Cultura

La muerte, el llanto y el pudor

La muerte, el llanto y el pudor

José casi no se acordaba de su padre, que había muerto joven, dejándolo a él, chiquito, de 8 años, como cabeza de familia y a su madre embarazada de varios meses, con otros dos niños. Nació el cuarto y vinieron las hambres y las humillaciones, hasta que “Pepito” creció un poco. Se puso a trabajar en una tienda.

Ahorrando y malviviendo, ahorraron lo necesario para comprarle al padre sepultura perpetua. Y todos los domingos iban madre y sus chiquitos a poner flores y a pintar la hierba. Un día que llegaron a la casa, José vio a una mujer de luto. Un poco más allá estaba una niña de unos 13 años, emocionada y avergonzada a la vez. No había de qué avergonzaste: sufrir no es vicio, además, la mujer lloraba cortésmente. Sin exageraciones. Pero así es la juventud. Lloraba la mujer con discreción, y se notaba, se palpaba la gran intensidad de su pena.

La cara hundida en un pañuelo griseado.
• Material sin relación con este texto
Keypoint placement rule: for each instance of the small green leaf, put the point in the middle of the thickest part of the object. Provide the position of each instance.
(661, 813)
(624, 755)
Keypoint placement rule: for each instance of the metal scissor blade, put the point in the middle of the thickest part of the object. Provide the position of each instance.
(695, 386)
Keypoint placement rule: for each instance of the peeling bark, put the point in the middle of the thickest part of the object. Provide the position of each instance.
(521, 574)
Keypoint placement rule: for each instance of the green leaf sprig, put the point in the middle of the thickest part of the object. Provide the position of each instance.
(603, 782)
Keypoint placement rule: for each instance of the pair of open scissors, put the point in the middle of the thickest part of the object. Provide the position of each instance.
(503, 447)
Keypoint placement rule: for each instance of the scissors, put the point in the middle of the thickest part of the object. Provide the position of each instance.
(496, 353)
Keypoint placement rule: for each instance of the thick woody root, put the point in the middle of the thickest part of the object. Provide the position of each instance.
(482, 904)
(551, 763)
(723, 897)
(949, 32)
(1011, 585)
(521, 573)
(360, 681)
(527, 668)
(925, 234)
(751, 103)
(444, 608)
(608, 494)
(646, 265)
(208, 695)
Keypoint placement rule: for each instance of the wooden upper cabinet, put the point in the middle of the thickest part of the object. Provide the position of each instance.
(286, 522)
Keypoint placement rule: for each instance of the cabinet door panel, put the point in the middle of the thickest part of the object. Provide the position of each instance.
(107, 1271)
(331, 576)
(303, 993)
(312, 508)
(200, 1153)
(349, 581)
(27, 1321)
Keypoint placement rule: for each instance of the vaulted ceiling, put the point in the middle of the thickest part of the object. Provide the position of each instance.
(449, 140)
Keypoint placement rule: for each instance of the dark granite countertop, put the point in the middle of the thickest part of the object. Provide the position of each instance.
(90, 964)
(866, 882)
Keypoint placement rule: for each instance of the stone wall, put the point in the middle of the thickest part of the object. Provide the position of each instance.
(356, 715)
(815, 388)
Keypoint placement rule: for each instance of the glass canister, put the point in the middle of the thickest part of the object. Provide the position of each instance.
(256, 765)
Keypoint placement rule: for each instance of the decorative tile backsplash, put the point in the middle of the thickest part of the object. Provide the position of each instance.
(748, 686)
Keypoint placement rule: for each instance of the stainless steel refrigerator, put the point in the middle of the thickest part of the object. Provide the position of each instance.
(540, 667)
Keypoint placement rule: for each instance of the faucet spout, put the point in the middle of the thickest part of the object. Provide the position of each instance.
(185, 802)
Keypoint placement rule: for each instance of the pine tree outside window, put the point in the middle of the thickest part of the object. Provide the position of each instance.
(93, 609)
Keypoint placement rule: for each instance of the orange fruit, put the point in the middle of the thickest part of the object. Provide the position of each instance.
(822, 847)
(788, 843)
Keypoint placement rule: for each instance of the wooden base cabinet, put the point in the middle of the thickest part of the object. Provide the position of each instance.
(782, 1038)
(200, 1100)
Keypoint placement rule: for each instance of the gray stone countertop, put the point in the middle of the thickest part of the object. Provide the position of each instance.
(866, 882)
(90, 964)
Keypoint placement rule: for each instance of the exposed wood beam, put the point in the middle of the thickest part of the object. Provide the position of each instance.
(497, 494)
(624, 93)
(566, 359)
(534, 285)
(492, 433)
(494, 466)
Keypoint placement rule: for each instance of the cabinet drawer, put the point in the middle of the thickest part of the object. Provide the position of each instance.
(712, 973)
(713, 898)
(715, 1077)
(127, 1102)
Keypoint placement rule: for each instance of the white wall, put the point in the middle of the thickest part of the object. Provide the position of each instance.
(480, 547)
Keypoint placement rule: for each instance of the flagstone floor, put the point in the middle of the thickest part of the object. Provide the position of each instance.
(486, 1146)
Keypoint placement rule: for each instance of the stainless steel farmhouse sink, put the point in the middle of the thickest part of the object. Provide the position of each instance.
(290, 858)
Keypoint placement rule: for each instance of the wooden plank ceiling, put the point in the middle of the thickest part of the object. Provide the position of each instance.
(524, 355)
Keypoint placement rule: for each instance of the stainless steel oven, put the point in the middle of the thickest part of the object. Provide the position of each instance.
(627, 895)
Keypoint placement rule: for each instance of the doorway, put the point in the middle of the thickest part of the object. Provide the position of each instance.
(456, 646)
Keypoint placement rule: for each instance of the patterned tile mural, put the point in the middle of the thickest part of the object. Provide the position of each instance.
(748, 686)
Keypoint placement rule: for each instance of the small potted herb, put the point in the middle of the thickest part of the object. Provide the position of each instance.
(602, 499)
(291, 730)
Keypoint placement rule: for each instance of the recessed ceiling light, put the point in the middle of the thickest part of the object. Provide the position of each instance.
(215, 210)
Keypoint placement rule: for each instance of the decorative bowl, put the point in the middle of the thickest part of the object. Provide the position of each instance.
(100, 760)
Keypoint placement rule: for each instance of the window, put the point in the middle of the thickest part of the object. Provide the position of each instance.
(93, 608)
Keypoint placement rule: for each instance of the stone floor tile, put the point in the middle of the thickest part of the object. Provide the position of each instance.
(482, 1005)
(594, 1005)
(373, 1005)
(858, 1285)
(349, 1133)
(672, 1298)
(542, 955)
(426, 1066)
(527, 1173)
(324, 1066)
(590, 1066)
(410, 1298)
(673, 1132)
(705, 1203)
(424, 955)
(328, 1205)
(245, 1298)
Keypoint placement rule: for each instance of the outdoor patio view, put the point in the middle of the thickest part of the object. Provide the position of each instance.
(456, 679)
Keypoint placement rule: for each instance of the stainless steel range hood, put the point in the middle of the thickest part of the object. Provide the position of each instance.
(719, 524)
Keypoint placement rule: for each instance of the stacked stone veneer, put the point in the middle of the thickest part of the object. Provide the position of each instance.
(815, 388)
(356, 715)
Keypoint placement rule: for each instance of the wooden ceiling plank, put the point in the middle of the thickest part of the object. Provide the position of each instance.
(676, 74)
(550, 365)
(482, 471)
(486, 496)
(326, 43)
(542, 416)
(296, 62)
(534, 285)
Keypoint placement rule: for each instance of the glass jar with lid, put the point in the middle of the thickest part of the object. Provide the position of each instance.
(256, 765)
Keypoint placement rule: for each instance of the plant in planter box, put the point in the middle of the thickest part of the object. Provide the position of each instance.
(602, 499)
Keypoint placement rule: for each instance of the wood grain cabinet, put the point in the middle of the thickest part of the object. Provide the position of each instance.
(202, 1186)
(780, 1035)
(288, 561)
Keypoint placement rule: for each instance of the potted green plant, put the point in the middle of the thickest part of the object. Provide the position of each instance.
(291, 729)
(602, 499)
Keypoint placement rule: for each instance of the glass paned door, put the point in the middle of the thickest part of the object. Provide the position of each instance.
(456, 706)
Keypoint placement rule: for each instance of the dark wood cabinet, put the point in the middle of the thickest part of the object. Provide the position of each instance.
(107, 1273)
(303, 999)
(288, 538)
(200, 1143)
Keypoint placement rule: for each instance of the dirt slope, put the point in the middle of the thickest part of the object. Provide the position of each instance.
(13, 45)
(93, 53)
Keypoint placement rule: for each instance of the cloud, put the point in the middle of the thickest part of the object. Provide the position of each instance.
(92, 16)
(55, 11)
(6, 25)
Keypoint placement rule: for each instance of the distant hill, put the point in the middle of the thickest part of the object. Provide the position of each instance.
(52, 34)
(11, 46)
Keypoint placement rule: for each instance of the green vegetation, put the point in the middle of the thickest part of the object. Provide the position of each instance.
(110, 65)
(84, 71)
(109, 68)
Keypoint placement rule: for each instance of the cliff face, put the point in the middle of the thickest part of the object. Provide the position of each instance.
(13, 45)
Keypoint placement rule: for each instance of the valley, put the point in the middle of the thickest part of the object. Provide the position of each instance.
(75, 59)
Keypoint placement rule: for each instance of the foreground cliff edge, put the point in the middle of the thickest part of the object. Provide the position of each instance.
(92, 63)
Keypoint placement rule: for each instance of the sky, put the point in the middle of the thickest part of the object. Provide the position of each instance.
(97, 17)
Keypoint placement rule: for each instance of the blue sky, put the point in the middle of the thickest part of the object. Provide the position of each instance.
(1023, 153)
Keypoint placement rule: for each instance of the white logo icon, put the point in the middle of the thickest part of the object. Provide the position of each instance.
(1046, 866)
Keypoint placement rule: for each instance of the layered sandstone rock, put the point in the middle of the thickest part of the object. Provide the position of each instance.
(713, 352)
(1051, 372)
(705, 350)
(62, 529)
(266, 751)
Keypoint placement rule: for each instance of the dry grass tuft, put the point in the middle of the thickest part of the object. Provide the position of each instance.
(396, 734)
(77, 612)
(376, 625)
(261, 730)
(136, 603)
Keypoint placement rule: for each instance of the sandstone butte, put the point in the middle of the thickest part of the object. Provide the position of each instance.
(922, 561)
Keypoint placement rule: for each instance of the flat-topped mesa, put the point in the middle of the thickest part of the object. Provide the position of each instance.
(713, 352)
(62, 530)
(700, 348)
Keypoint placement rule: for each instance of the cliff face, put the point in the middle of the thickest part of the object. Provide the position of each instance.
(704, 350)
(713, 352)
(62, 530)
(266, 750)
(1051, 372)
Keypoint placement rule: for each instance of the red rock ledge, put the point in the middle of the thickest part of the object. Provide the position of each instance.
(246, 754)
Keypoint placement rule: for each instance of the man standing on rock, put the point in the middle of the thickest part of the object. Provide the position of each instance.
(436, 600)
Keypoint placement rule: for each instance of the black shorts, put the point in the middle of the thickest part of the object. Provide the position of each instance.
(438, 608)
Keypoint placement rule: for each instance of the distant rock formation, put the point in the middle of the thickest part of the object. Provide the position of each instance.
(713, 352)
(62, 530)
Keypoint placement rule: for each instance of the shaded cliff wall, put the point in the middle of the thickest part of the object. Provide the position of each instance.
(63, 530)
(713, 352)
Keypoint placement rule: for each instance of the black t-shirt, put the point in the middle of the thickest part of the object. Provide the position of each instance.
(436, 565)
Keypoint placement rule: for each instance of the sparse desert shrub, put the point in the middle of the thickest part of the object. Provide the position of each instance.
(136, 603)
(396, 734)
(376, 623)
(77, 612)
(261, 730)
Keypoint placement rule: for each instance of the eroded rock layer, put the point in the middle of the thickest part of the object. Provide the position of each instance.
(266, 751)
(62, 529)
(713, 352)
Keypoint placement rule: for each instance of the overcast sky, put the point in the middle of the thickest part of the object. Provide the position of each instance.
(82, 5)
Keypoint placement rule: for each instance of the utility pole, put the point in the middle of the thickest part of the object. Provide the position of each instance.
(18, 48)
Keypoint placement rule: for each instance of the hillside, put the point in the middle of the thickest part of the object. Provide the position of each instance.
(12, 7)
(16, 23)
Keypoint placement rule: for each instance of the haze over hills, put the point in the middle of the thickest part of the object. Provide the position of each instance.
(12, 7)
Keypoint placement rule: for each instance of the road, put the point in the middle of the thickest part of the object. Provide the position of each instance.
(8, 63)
Las uñas clavadas a través del pañuelo en las huecas mejillas. Los hombros vencidos como ramas viejas… José se detuvo a mirar a aquella mujer. La madre y los hermanos, que no se habían fijado en ella (¿qué tiene de particular que alguien llore en un cementerio?) siguieron adelante. Se detuvo con fe a mirarla y el vestido remendado, vestía medias, comprendió la verdadera dimensión de aquel dolor. No lloraba la viuda solo por el difunto, sino también, y por sobre todo, por sí misma. Por la niña que, sin entender, susurraba en silencio con los otros hijos que quizá se quedaban con una vecina. Por la pobreza que les esperaba, por el hambre que ya enviaba emisarios, por el frío, y por la soledad, por la deshonra, por la desesperación. Aunque José también venía a llorar una muerte, la olvidó. La aplazó. Ante un llanto más hondo y más necesitado. Quiso acercarse. Quiso abrazar a aquella pobre mujer desconocida. Quiso hablarle y consolarle con sus cortas palabras de niño ignorante, pero no pudo. La niña le miraba casi con odio. Rogándole, exigiéndole que respetara su pudor. La mujer no se había dado cuenta de nada. Seguramente no le habría oído ni escuchado. Y la madre (la otra) y los hermanos le llamaban de lejos. “Pepito” se abrochó la camisa y echó a andar.